Why hurricanes? Lots of interesting dataviz work has been done on them (at least, American hurricanes, because that’s where the dataviz muscle is) in recent years by journalists. Most recently, Alberto Cairo has led an effort to improve them. He says that option 1 from above is poorly understood and introduces a false dichotomy: if you live inside the cone, you’re gonna get whacked, and if you live outside, you’re totally safe. Also, people mistake the size of the cone for the size of the hurricane itself. Option 2 helps a bit, but not totally. Option 3 is good but in some settings (such as weather forecasting), not all the lines carry the same weight (some forecast models are known to be more reliable and sophisticated than others) — how do you show that?

When you are choosing how to visualise uncertainty, there are some important considerations. Here are some that come to mind:

• What is the statistical literacy of your audience? If it’s a mix, you probably need more than one image. Provide something they know how to use, rather than something you’re convinced they’ll love once they’ve learned how to use it (more Bill Gates than Steve Jobs).
• What summary statistic is of interest, if you are doing inferential statistics? Not the statistic you can easily get, or the one with a handy formula for standard errors, but the one your audience needs for decision making.
• If you are going to show contours, error bars, or some other depiction of a given level of (un)certainty at X%, find out what X is meaningful to your audience. For example, if it is a business decision that depends on your information, then ask what level of uncertainty (risk of being wrong) would change the decision, then draw that level.
• Is sampling error (having a sample, not the whole population) the only source of uncertainty? If not, if your estimates are also affected by things like missing data, confounding / endogeneity, or response bias, then consider a Bayesian approach, where you can incorporate all those sources of uncertainty into one posterior probability surface.
• Is it enough to see the uncertainty around each estimate / statistic / prediction on its own, or does your audience need to see how they interact? Sometimes, over-estimating A implies under-estimating B, and in these cases, you need to think about not just the variance (spread) of the uncertainty of A and B individually, but also the covariance between them.

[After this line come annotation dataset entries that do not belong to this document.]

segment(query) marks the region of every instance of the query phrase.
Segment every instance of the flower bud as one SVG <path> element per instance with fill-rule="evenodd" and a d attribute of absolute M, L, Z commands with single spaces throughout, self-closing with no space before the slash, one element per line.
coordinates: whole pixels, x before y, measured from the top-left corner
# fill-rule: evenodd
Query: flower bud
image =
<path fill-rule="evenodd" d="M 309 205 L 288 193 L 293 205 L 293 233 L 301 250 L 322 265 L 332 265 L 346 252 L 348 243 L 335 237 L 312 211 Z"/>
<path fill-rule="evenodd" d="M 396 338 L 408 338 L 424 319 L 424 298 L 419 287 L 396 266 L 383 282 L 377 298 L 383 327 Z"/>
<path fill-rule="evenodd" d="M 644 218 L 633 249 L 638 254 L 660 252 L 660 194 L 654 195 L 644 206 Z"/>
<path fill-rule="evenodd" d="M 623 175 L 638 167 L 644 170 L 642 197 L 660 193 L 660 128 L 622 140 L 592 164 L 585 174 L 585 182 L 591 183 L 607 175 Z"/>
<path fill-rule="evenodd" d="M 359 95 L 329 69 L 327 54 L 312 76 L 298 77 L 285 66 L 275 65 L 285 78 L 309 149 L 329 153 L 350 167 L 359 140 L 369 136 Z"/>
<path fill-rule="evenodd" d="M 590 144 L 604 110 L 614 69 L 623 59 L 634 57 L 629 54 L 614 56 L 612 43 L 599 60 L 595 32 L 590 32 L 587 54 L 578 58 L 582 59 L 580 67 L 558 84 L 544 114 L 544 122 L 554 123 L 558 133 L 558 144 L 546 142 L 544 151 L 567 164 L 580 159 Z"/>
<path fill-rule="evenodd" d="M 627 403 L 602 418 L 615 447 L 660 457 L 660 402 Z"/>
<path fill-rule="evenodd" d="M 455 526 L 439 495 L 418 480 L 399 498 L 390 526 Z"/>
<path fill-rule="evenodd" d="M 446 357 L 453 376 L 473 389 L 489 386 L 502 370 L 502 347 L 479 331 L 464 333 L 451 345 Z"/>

• Is the uncertainty likely to be asymmetric? Imagine you are estimating a small percentage. You shouldn’t use a shortcut formula that will return an interval extending into negative values: you will get laughed at. In cases like these, you can sometimes transform the data / stats before calculation, to induce asymmetry, or you could swap over to the bootstrap.
• What if you are worried that some outlier or clustering in the data is going to spoil the shortcut formula? You can switch to using a formula robust to outliers, like the Huber-White sandwich estimator, or robust to clusters, like the Huber-Rogers clustered sandwich estimator. (Feeling hungry?)